The designer prefers natural materials, mainly organic cotton, with a mix of deadstock denim and Tencel. The designer explains that the knitted and crochet pieces are from "Alpaca, Mohair, Merino and Linen” and pin points how lucky she was to work with fabric producer Kvadrat (who has previously collaborated with Raf Simons). “I was given a beautiful wool fabric woven in Norway,” she says, adding that “every piece is sewn in-house on vintage machines”, and the knit and crochet are done by hand.
Finally, Martinsen wants to “make a push for local production and made-to-order sales.” “I think the most important thing we do for sustainability in fashion is to produce less,” she says. “That way of working can also accommodate different types of bodies, and it allows people to buy garments that fit them better.” According to the designer, Norway has been missing a space for emerging talent, and she is “really happy to be a part of the first round” of Oslo Runway Next. “It has taught me a lot about the process of creating a fashion show and has given me a platform to show my work that has been financially accessible and feels supportive,” she says, concluding: “I hope to see Oslo Runway Next nurture talent for many seasons to come.”
2 Much Pressure
Kine Ulvestad of 2 Much Pressure likes to create "different worlds and atmospheres" with sculptures, clothes and photos. Exploring her creativity through the craftmanship of crochet, she explains how the "most important thing" for her is to "be allowed to crochet". "I grew up feeling that I should get a 'normal' job and that a creative path is almost impossible to follow," Ulvestad said ahead of the Oslo Runway Next fashion show. "I understand now that it is certainly not impossible. It is demanding, but as I see it now, there is no other alternative."
Ulvestad's work is about "the craft," as she refers to it. "The process, shapes, and colours." "The process of crocheting or knitting a textile or garment is a time-consuming activity that requires focus and presence," she says. "For me, crocheting is the perfect activity as it is therapeutic and gives a feeling of mastery. Moreover, it does not require many resources, only a crochet hook and a ball of yarn."
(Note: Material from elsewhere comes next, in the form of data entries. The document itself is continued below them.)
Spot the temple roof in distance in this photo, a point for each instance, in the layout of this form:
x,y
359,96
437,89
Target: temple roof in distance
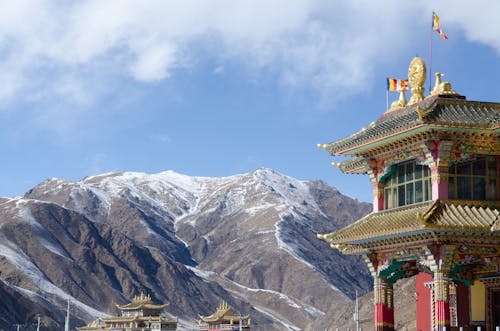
x,y
430,219
223,314
142,302
438,111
The vast majority of Ulvestad's garments are made from leftover yarn. For the show, however, the designer stepped outside of her comfort zone to create three outfits made out of woven paper. "In recent years, I have been knitting more as crocheting is quite heavy on the hands," pinpointing her preference for traditional techniques such as "granny squares." "Many of the garments are made of squares in various sizes, which are then crocheted together," she explains. "I use everything from acrylic to untreated and pure wool." As long as it is surplus, she will use almost any material on hand.
For Ulvestad, showing at Oslo Runway cast her creations in a new light, allowing her to "show the clothes physically, on people." A reality she has "fantasised about" for a long time. "In the past, I have shown the garments almost exclusively through photo documentation, so it's really fun to finally be able to show them properly, especially in a setting like Oslo Runway," she says. "It's big. "Even so, it has been a challenging process, and the learning curve has been "steep." "I've also learned a lot about how to do things in the fashion world and how much it takes to set up a show like Oslo Runway," she says. "It involves a whole bunch of people and requires an insane amount of advance work."